Risk factors for CKD after AKI were seen to include older age, diabetes and higher creatinine level at discharge. Higher creatine levels at discharge indicate delayed or lack of renal function recovery, despite the resolution of the initial infection. Manish et al. suggested that early reversible AKI within the first day of admission was associated with a better survival rate than was no, new or persistent AKI [12]. By contrast, Jones et al. demonstrated that even reversible AKI is strongly associated with an increased risk of progression to CKD [24]. Identifying a direct causative mechanism between AKI and CKD may be impossible, but recent studies demonstrated that persistent kidney injury induced by septic AKI is coupled with systemic inflammation. Renal repair can lead to malfunctions in inflammation and fibrosis and vascular rarefaction that leads to continuous cell and tissue disruption [25,26]. Considering this, protein biomarkers such as neutrophil gelatinase-associated lipocalin and interleukin 6 are likely to have an important role in assessing kidney injury, and aiding the discovery of new treatment targets [26,27,28].

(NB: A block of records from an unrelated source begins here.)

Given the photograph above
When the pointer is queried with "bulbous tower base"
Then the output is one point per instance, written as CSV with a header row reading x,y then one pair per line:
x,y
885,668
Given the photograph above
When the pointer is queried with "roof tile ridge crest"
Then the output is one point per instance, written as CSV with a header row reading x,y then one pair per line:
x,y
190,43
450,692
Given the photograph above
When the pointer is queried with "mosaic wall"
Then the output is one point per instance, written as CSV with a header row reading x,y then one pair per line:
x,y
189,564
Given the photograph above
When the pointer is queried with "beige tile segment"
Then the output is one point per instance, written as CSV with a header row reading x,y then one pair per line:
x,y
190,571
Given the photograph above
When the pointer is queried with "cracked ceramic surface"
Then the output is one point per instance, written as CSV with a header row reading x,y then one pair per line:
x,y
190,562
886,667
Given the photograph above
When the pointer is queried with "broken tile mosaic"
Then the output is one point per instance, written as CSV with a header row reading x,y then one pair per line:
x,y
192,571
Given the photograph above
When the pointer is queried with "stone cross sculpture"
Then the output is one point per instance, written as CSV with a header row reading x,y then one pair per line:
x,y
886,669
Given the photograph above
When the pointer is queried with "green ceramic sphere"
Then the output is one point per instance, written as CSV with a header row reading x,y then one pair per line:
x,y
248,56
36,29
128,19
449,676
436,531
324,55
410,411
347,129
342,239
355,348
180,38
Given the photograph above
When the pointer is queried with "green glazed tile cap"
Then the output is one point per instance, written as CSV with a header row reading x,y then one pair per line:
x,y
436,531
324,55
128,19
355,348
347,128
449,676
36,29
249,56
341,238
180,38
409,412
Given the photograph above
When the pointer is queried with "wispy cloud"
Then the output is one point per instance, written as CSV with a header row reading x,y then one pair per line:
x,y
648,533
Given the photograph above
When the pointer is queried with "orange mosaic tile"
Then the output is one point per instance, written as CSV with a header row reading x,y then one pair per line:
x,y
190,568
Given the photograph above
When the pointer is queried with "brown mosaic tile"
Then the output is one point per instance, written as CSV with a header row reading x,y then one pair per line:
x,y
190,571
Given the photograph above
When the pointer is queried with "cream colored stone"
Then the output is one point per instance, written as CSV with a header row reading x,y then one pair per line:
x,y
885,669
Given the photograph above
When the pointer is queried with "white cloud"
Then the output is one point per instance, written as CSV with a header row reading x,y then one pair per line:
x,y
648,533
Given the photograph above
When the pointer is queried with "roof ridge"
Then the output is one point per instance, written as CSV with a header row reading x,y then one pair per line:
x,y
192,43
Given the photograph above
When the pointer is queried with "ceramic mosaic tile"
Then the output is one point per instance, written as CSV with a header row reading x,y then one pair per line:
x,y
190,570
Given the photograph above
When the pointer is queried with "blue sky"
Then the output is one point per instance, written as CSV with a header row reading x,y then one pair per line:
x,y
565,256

The current study has several limitations. First, the results are limited by the retrospective study design, and as the data were obtained from a single center, it may not be possible to generalise the findings to other populations. Secondly, because of the long-term study period, patients may not have received consistent prehospital and hospital treatment, which may have affected the outcomes. Thirdly, the diagnosis and classification of AKI based only on serum creatinine values may not have captured all relevant cases of AKI, as extremes in muscle mass or dietary protein consumption may affect serum creatinine, and may not reflect true kidney functioning [29]. A recent study demonstrated that the use of serum creatinine only, urine output only or both factors of the KDIGO criteria showed differing outcomes; for example, hospital mortality within the three groups was 9.2% (serum creatinine only), 7.5% (urine output only) and 26.7% (both serum creatinine and urine output) [30]. Moreover, previous CKD or ESRD, or patients with high risk factors (pre-existing proteinuria, albuminuria, decreased urine output, or long-term usage of medication, which could induce renal dysfunction) could be included in study population. Also, not all patients had baseline serum creatinine or eGFR, so we could not confirm to what extent septic shock was responsible for kidney dysfunction. Because our data did not have urine analysis and renal ultrasonography, which contain other important clues to diagnosis CKD development, there was a potential risk of not having an accurate total number of CKD patients upon follow up. In addition, there is a risk of CKD misclassification, as only single timepoint data were used during the follow-up. Finally, a considerable number of patients (217 of 839, 25%) were lost to follow-up, which may have impacted on the results obtained. To make up for this problem, we compared the baseline characteristics between the study group and the follow-up loss group, and there were no significant differences between the two groups. Moreover, we conducted a sensitivity analysis (Supplementary 1), and found that the trend of ORs for discharge creatinine did not change significantly. These results indirectly imply that follow-up loss patients did not make up a significant bias to our result. However, our results still had the possibility to change if follow-up loss data were included.

5. Conclusions

In conclusion, AKI severity was correlated with mortality, but it did not correlate with the development of CKD, and patients progressed to CKD, even when the initial AKI stage was not severe. Physicians should focus on the recovery of renal function, and ensure the careful follow-up of patients with risk factors for the development of CKD.